Arizona Supreme Court Holds that Courts May Not Consider Indirect, Non-Contractual Public Benefits in Determining Whether the Public Benefit to be Obtained from a Private Entity Under a Public Contract Is So Far Exceeded by the Consideration Paid by the Public that the Agreement Violates the Arizona Constitution’s Gift Clause.

Taxpayers sued the City of Phoenix, seeking to enjoin payments to a developer under an agreement with the City (“the Parking Agreement”).  The Parking Agreement provided for the City’s use of certain parking spaces at a planned mixed-use commercial and residential development project, in exchange for payments of as much as $97.4 million over more than eleven years.  The superior court granted summary judgment for the defendants, finding that the Parking Agreement did not violate the Arizona Constitution’s Gift Clause because the payments to the developer (1) served a public purpose and (2) were not excessive in view of the expected public benefit, including anticipated tax revenues from the development.

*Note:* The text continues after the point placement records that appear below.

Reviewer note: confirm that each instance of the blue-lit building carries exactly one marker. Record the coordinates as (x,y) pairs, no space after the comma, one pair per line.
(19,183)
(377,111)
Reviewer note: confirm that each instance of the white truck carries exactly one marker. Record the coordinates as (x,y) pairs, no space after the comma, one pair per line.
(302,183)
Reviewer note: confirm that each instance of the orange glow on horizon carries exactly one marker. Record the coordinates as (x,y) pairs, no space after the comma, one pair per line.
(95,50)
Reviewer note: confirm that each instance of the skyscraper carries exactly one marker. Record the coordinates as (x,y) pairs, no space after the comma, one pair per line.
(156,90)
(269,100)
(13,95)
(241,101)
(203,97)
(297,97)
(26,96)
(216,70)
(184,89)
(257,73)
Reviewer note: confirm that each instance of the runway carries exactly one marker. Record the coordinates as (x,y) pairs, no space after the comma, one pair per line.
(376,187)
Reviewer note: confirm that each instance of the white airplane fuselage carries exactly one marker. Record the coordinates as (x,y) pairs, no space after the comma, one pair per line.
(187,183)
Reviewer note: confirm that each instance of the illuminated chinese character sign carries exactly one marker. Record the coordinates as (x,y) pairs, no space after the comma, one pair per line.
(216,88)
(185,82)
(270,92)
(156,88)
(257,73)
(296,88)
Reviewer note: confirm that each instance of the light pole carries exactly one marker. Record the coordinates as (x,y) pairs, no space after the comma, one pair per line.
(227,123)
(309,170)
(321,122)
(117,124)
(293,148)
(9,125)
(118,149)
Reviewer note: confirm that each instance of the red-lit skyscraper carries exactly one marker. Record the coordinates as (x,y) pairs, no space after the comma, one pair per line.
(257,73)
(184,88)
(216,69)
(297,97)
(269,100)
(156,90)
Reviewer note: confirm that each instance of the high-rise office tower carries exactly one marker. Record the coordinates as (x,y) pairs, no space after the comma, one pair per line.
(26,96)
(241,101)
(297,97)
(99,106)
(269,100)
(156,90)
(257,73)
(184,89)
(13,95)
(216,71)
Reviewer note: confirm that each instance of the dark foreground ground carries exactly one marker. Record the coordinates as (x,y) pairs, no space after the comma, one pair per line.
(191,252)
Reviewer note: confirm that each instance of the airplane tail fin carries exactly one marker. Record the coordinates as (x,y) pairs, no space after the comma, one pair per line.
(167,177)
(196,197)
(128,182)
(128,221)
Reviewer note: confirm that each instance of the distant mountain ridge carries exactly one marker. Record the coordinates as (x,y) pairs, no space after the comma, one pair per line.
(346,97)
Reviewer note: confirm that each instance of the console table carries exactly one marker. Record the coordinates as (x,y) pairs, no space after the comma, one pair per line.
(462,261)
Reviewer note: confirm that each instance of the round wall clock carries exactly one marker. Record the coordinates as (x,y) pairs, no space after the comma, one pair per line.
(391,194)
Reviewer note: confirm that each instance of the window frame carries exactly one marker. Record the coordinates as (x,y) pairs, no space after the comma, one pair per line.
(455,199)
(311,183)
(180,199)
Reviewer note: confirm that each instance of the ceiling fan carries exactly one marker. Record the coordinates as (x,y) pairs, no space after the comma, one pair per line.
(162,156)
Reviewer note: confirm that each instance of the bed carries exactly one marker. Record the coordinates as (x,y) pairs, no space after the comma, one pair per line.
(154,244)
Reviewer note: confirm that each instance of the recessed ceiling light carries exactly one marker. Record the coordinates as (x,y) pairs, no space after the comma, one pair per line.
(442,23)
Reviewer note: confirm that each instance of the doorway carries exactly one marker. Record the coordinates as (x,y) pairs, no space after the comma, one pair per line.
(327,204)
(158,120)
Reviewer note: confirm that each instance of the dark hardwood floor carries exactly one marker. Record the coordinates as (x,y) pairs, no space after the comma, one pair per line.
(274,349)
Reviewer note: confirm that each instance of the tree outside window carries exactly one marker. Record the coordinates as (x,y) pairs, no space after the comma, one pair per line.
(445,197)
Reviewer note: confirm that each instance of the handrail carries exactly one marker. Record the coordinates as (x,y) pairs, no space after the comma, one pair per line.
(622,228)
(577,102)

The Court of Appeals reversed, finding the Parking Agreement violated a third prong of the required test for alleged Gift Clause violations because it unduly promoted private interests.  The City and developer petitioned for review, which the Arizona Supreme Court granted.

The Supreme Court vacated the Court of Appeals’ opinion, holding that the third prong of the Court of Appeals’ Gift Clause analysis was not appropriate under the applicable test, set forth by Wistuber v. Paradise Valley Unified Sch. Dist., 141 Ariz. 346, 687 P.2d 354 (1984).  The Court also held, however, that courts applying the Wistuber test should not factor in any indirect, non-contractual public benefits, such as anticipated increased tax revenues, in determining whether the consideration to be paid by the public is grossly disproportionate to the public benefit received in exchange.  When conducting this analysis, courts should instead consider the objective value of only the specific consideration promised by the developer under the agreement – in this case, the parking spaces.    

Although the Court did not overrule any of its prior decisions, it determined that its ruling should apply prospectively only because the Court’s Wistuber test had been subject to contrary interpretation and was widely misunderstood.  The Court affirmed the superior court’s dismissal of the Gift Clause claim and remanded to the Court of Appeals for consideration of other constitutional arguments not previously decided.

Justice Hurwitz wrote the opinion for the unanimous Court.